In his essay titled Arguments From Nothing: God and Quantum Cosmology, Lawrence Cahoon, a professor of philosophy at the College of the Holy Cross in Worcester, Massachusetts has argued, in response to the recent complex theories of cosmology, that, indeed, the beginning of a finite-past universe, as we know it, and as new propositions in quantum physics suggest, might not as well be what most have expected – that the universe had been generated from nothing. In this paper, the author had brought forth two arguments: first of which, he had elaborated on a different concept of the usage of the word Nothing in relation to quantum cosmology; and second, that the position of these novel ideas, as far as these have metaphysical implications, are dysfunctional. The author was circumspect and careful to elaborate his argument on the basis of the current and sound hypothetical postulates and discoveries of physics considering that the beginning of the universe from Nothing has some religious influence.
Taking the thought of the Greek Parmenides as his initial point – “Why is there something rather than nothing?” – the author postulates that the word Nothing needs to be construed in a different light against the usual denotation, which is “in the sense of utter absence”. The proposition of Edward Tryon in 1973 of the “continuous emergence and disappearance of particles” in quantum vacuum and succeeding inflation theory and quantum tunneling has given the author a substantive ground to propose a different kind of conception of the uncaused cause, which was propounded by St. Thomas of Aquino in Christian Theology. It has been discovered that most of the content in the universe is energy (dark energy) and that space cannot be translated as nothing since it has “its own metric structure that causally interacts with mass-energy”. Therefore, the concept of Nothing is not the state of “no-thing” but in the varying degrees of determinateness.
Given the thrust of current cosmological theories and its direction to open discussions on the initial condition from which the universe came, the author, mindful of the methodological constraints intrinsic in science and its predilection “to build structure into the laws so as to leave nothing to initial conditions”, rightly said the following: “without reference to an outside, that (emergence of particles) is impossible”. Thus, for the author, considering that the “current physics claims that the ensemble of matter, physical energy, force fields, waves, particles, and spacetime, characterized by physical constants and governed by laws, started” and rightly and proper to Leibniz’s Principle of Sufficient Reason, to posit a reference on the initial condition, which current scientific consensus may consider as outside the purely physical and material grounds, is legitimate, valid, and rational.
As a point of departure from the theistic doctrine of ex nihilo but leaning more closely to the philosophical idea of Baruch Spinoza and panentheism, the philosopher-author speculated on what he termed as the Ground, the source of the physicality of the universe and whose attribute is also physicality itself. In this, he has imagined that the Ground is like a predifferentiated Being, but not entirely indeterminate or without properties as to become nothing in equivalence. It becomes the source of laws and funds, initiates, and fixes the rules and constants that hold the universe together. Against the commonly-held attributes of God in Christian Theology and in the hopes of moving away from the inherent difficulties that the classical explication of God raises in relation to natural science, the author had concurred with another author’s (Hartshorne) denial of the Ground’s omniscience and omnipotence, and its limitation in power and knowledge.

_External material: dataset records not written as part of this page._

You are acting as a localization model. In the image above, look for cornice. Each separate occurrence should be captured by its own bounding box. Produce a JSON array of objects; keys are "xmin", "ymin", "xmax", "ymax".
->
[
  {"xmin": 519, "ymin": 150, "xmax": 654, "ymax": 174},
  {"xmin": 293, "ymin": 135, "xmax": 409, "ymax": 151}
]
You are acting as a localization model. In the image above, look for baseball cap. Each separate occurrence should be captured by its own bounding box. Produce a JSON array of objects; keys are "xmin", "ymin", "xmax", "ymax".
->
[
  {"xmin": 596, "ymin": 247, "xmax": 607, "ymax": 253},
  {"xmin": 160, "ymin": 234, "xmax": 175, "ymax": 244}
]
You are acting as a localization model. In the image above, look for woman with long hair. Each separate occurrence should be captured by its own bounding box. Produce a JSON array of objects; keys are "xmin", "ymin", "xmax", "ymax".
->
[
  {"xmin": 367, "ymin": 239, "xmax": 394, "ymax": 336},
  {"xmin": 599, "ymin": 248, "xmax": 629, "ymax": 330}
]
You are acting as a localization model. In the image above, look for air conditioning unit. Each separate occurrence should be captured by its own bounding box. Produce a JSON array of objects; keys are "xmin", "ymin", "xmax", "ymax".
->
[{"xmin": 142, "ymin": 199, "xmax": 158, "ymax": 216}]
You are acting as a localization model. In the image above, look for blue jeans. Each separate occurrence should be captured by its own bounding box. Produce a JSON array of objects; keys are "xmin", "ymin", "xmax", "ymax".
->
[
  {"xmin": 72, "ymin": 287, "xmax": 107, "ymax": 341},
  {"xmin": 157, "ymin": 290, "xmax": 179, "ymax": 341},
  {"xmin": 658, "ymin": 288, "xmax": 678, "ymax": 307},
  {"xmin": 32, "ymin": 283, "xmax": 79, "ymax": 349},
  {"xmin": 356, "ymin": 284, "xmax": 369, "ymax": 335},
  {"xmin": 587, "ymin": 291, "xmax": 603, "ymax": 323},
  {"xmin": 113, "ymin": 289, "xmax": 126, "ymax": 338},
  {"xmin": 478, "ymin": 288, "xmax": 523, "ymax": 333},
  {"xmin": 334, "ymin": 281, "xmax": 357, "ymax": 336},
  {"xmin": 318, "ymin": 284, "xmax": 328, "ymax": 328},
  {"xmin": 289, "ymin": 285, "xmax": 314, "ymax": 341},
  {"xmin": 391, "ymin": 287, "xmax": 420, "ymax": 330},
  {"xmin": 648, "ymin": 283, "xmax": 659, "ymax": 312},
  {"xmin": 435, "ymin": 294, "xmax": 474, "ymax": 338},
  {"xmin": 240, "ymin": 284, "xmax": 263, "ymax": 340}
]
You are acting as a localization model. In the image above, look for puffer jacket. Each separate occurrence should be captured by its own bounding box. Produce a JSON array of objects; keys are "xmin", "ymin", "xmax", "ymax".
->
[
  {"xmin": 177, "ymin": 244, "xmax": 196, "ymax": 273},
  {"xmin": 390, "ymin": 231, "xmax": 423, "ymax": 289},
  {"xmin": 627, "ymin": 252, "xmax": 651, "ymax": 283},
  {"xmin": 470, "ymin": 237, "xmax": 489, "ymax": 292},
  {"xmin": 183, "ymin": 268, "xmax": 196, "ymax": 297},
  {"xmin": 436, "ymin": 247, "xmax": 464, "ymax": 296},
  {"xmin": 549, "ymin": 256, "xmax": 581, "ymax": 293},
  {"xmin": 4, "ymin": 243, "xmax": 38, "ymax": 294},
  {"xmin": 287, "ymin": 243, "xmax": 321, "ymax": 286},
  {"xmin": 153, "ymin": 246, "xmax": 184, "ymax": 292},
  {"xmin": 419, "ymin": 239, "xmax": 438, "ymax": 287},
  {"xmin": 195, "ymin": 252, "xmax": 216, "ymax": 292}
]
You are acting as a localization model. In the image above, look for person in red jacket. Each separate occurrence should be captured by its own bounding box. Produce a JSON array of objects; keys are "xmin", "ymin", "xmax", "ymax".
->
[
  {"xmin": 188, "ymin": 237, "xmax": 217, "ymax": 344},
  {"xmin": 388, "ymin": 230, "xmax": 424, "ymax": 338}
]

From the outset, the author has been clear of his position regarding the properties, characteristics, and attributes of what he has postulated as the Ground of Being as that which is the source of the physical world, as against the cosmological argument hinging on theistic concepts generated from religious beliefs and divine revelation. The author is faithful to his intent in preserving a cosmological argument vis-a-vis Hume’s on the grounds of the purely scientific territory, building it up on the foundations of current advancement in theoretical physics, and freeing the limitations inherently imposed on his concept of the Ground and in consideration of a highly stochastic background of reality. The question, then, is asked on just how much does this opening of a self-enclosed metaphysical horizon of the world of science is to the question of Being given that the line of thought and the trajectory of physics, and contiguously in all sciences, is directed to some higher questions, which may overlap with the categories based on religion. The author has willfully consigned to limiting himself to the verifiable and the quantitative nature of reality and recedes from looking rational answers over the terrains of faith and revelation. Does this limit our goals of inquiry, then? After all, the author has said the following: “here looms a potentially unending debate about the aims of inquiry. My only short-term defense is that the censorship of that extra step can make no obvious claim to rational superiority”.